Tuesday, 8 April 2014

It was St Pancras Railway Station

Well done, Hilary, you got it right but you did admit that it was a bit of a guess. I am surprised. I truly expected all those of you living in the UK to know that the photo in my last post was the top of St Pancras Railway Station in London. Here is the complete, uncropped view that I had of the building as I walked along Euston Road towards the station to catch my train home to Leicester.

The Meeting Place, one of the statues in St Pancras Station
St Pancras Station has recently been renovated and is now beautiful, both inside and out. The front has been turned into a luxury hotel and the station is now called St Pancras International as it is the terminus for the Eurostar trains to France. The modernisation work combines the old with the new providing sculptures, art work, shops, cafes. There's even a Champagne Bar.

It's hard to believe that in 1966 they almost demolished the entire station. There were plans to amalgamate it with Kings Cross Station just across the way. Thankfully it was saved. This could have been due to public opinion following an earlier demolition disaster. In 1962 Euston Station was demolished. The 1960s saw a lot of demolition of old buildings. The nation seemed to show little interest in preserving them but Euston Station was different. It was of special architectural interest, with a magnificent Doric Arch as its entrance. A passionate 'Save the Arch' campaign was mounted but failed. The whole edifice was destroyed and all in the name of modernisation. It truly is heartbreaking but it may have been this campaign that prevented St Pancras from suffering the same fate.

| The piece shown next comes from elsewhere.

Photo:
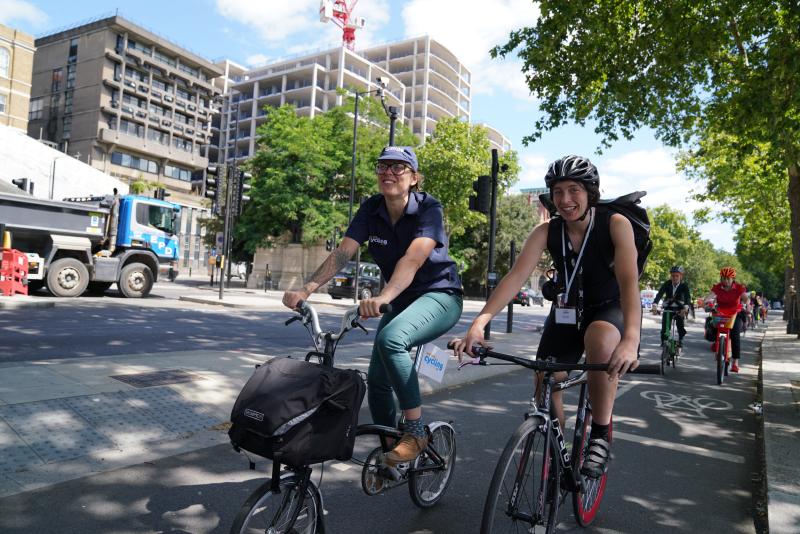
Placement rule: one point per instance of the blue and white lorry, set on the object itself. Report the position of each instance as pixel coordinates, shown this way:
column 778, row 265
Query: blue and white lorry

Have any beautiful old buildings been replaced by uninspiring 'improvements' in your area?


  1. I don't remember that part of the station, but when I first arrived in London, in September 1959, St. Pancras station was where I first put my feet down on London soil, or I should say concrete.

    1. I seem to recall that St Pancras was rather drab and soot-covered in the late 1950s. You wouldn't recognise it now.

  2. Lovely full pic and neat story. Glad it's been saved. Visit Dallas and the whole place is "tear down old stuff and put up new glass buildings". Ugh. Glad you value your history and have pride to restore. I know it takes money, but gosh it's valuable to honor the past

  3. Hi Ros .. for now with the A-Z challenge around my ears .. my brain is not functioning in other directions - though I did recently see five exhibitons on Monuments ... small Quadriga Gallery in the Wellington Arch.

    I used to pass St Pancras for 3 months going up to St Pancras Hospital .. where my Ma was before we managed to get her down here .. so my train trips were pretty mind bending .. and St Pancras (new) was being rebuilt all through that period ...

    Cheers - things are much more protected now .. but not all .. cheers Hilary

  4. The centre of Swindon must once have been lovely ... surely ...

  5. It's so lovely and good they didn't tear it down.

  6. What a majestic building! So glad they left it standing, it would have been a awful sin to knock something so beautiful down!

  7. Some day, some day, some day I want to get to England and Scotland... So many lovely old buildings that have survived so much.

  8. So much history in these buildings-- they need to be preserved.

  9. What a beautiful station! Sounds like they built some interesting additions, while still maintaining the historical landscape.


  10. Lovely..I pass through its portals every time I visit London! The inside, wwith the arch is wonderful! Here, as you know, the council is busily selling off all our nice bits to their friendly developer to turn into ''luxury flats''.